The government’s prospects have been helped by an improved economic outlook. Growth has been slow since Bulgaria exited a deep recession in 2010 but this year it is expected to quicken to 1.8 percent, up from 0.6 percent in 2013.
The country’s stock exchange shrugged off last year’s political turmoil, with its turnover jumping 124 percent in 2013 and another stellar performance is predicted this year.
Oresharski’s administration has won cautious praise for its efforts to speed up government clearances for businesses, who must obtain dozens of different permits and licences in a process that can stall projects for years. It has also paid business back 500 million levs ($350 million) in tax rebates, a process that had been held up for months.
But the government’s overall lack of reformist drive – and the uncertain political climate – still feed a perception that little has changed for the better since Bulgaria joined the European Union with high hopes of prosperity in 2007. Brussels in January delivered its harshest report yet since Bulgaria’s accession, calling its progress in fighting graft “not sufficient and fragile”. It remains the second most corrupt EU member according to Transparency International, and has yet to send a corrupt high level official to jail.

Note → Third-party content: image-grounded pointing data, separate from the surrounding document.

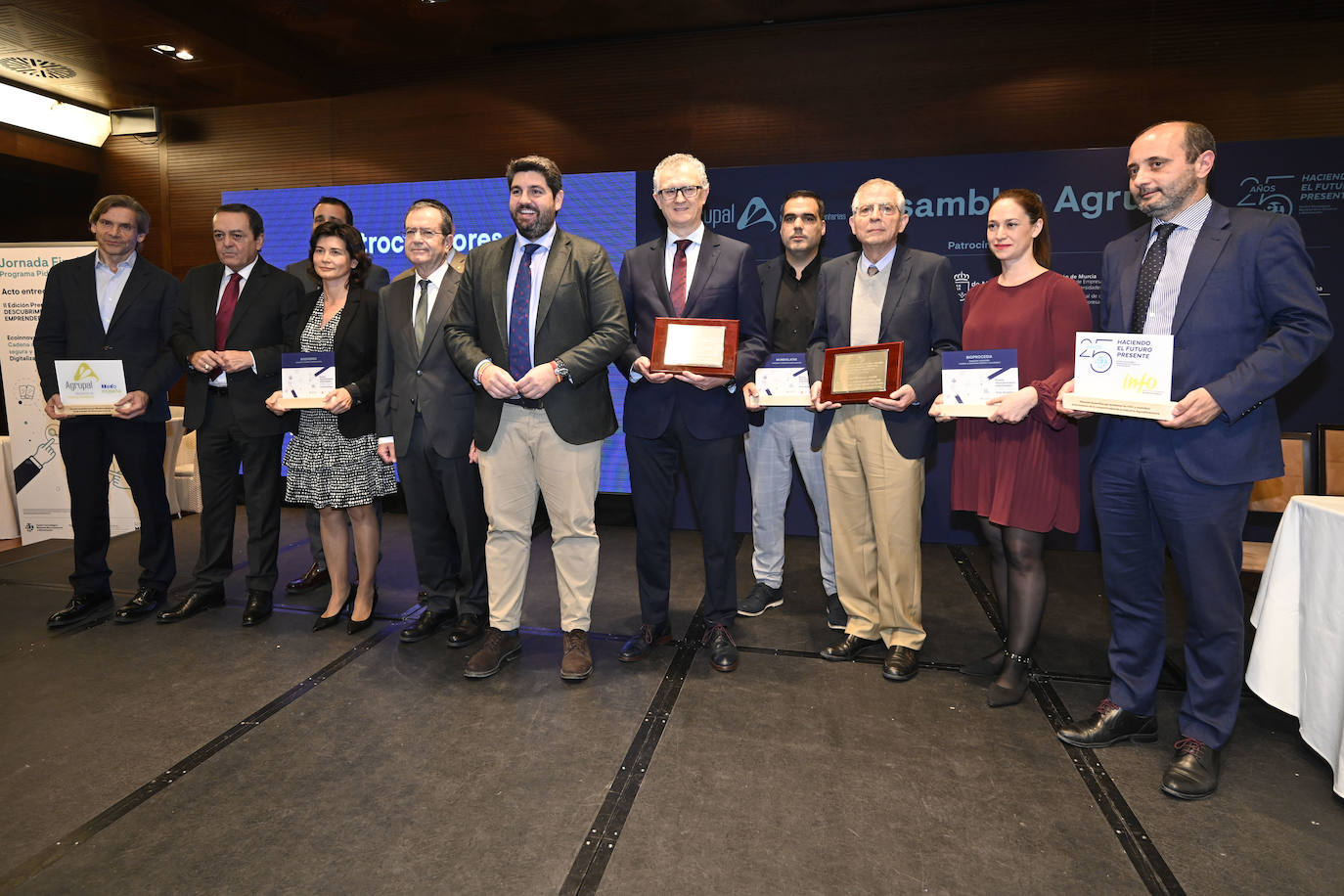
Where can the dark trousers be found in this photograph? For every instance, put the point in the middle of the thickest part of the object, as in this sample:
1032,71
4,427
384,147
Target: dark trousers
446,511
87,446
221,446
1146,504
711,467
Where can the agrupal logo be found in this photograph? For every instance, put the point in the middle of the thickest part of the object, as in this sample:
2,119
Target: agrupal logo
755,212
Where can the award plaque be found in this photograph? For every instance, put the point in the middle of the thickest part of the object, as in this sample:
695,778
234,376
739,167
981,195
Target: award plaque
305,378
855,374
1122,374
700,345
90,387
783,381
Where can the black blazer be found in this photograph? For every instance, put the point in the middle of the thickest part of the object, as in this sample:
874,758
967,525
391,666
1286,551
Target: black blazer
70,328
356,355
579,320
265,323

The British ambassador to Sofia called the report “depressing reading” on his Twitter account, adding Bulgaria had made “a few tiny steps forward; some big steps back.” Prospects of slow foreign inflows for this year, coupled with weak domestic demand and political uncertainty, prompted ratings agency Standard and Poor’s to change the outlook on Bulgaria’s investment grade rating to negative in December. Fitch Ratings kept its outlook as “stable” in a January note, but flagged the risk of fresh unrest in 2014.

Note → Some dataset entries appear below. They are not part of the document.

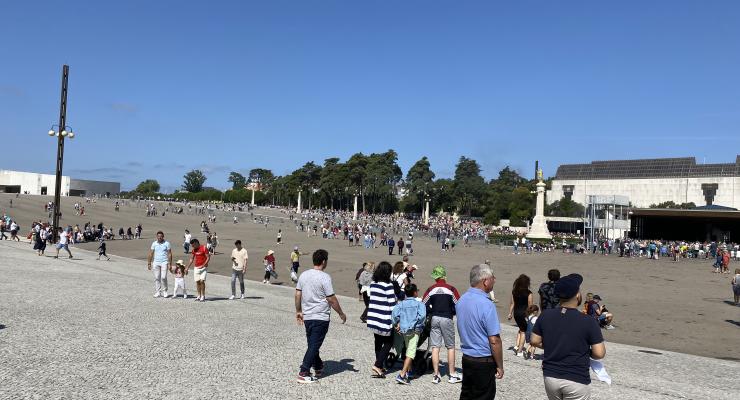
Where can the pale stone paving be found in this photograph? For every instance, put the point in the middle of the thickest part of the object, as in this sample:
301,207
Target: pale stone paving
91,329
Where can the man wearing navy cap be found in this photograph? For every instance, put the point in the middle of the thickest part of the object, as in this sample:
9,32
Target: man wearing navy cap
569,339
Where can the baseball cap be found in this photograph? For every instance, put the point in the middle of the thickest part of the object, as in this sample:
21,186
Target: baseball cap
568,286
439,272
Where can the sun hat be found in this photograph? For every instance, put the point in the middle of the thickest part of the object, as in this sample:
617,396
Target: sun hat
439,272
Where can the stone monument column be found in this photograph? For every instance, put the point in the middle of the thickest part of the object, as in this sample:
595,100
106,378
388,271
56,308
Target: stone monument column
539,230
354,213
426,213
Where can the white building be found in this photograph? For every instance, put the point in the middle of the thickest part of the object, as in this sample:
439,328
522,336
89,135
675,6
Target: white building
44,184
651,181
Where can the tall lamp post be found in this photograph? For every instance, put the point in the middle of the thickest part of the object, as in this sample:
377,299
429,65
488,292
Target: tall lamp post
62,132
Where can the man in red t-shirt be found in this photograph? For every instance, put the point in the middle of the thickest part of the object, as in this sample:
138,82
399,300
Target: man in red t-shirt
199,258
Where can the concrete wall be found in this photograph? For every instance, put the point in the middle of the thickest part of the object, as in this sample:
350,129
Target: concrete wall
32,183
644,192
94,187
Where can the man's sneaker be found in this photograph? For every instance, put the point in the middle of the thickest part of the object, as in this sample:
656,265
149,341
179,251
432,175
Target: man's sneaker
306,379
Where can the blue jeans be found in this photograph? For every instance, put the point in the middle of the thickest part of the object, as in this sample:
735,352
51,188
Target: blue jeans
315,333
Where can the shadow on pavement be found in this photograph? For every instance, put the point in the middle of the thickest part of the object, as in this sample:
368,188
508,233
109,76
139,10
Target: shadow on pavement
335,367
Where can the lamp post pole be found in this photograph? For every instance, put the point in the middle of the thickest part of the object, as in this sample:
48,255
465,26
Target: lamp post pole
60,153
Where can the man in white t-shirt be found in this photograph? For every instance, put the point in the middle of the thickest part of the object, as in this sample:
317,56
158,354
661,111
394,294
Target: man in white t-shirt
63,242
239,257
160,257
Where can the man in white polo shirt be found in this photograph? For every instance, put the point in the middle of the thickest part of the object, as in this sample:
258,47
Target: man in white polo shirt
160,255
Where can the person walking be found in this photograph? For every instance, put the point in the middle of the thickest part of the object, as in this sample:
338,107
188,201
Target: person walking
480,337
548,298
382,299
199,258
160,258
521,299
314,299
569,339
364,281
239,258
63,242
440,300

The spark for the protests was the attempted appointment of Delyan Peevski, a controversial media figure, to a top security job. For many, it was seen as a depressing reminder of the cosy relationships between politicians and vested interests. Having already survived two confidence votes, the government has batted back demands for a snap election, arguing that it could harm Bulgaria’s nascent economic recovery, and would likely produce the same results as last year’s vote.
Anger against political class still festers
But anger against the political class still festers. One in five people surveyed by pollster Gallup International in January said they would take to the streets again. “I was and I am still furious,” says Rafael Chichek, 42, who runs a furniture business. “You pay your taxes, you pay your bills, and for what? They put the money in their pockets and refuse to do anything.”
The Socialists are still vulnerable. The party is plagued with internal squabbles, while the government’s approval rating languishes at around 20 percent. A key test will be their performance at the European elections in late May, as a poor showing could spark fresh demands for early polls.
Their prospects have already been dented by the decision by a former president and socialist leader to run a separate list of candidates from the ruling party for the vote. That is likely to play into the hands of the main opposition GERB.
“The government looks a tad more stable now, but it is far, far from a lasting stability,” said Andrei Raichev, a political analyst with Gallup International. “Because the protests may have died, but the discontent has not died at all,” he said. Should the government make another mistake similar to Peevski’s appointment, then “nothing can save them.”